Thursday, August 20, 2015

creativity battle ... Number-14 ... it's a common one

Looking around, the question that first comes to mind is where to start.  Visual confusion is a big deal with me.  In my space, home, I need a certain amount of visual peace...not too cluttered, things put away, etc.  It's an attempt to make some sense of my environment even if it's not perfect.  It's a place for me to start when  I don't know where to start, which is more often than I care to admit.  I go make my bed, unload the dishes in the dishwasher, clear the kitchen counters, take laundry downstairs....something.  I just start with the ordinary daily stuff.  It may sound dumb, but I gotta start somewhere.

Next is the obvious question of "what's next?".  I hate it because it reminds me of how much there is in me related to projects that I want to do, that I don't know where to schedule certain things, that I need manpower to complete other tasks, that each day is unique and I'm trying to figure out what's on the docket for this day.  I pause and go get something to drink.

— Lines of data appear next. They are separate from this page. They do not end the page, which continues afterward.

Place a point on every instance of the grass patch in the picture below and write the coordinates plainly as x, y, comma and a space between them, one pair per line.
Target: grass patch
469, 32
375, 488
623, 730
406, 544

After having raked the yard for a bit, gotten distracted with other things, mail, etc... I'm back.  Where did I leave off?  Oh yes, the "what's next?" step.  Kinda like a creative loop of avoidance?  Feels like it sometimes.  And this is where I want to say something about wiring.  AM I just wired to shut down, am I avoiding creating on purpose?  What's up with this step? And why do I get stuck here so much?  Something is missing in my wiring!!  I need a connector valve or something to connect the wanna do something with the actual doing something!!!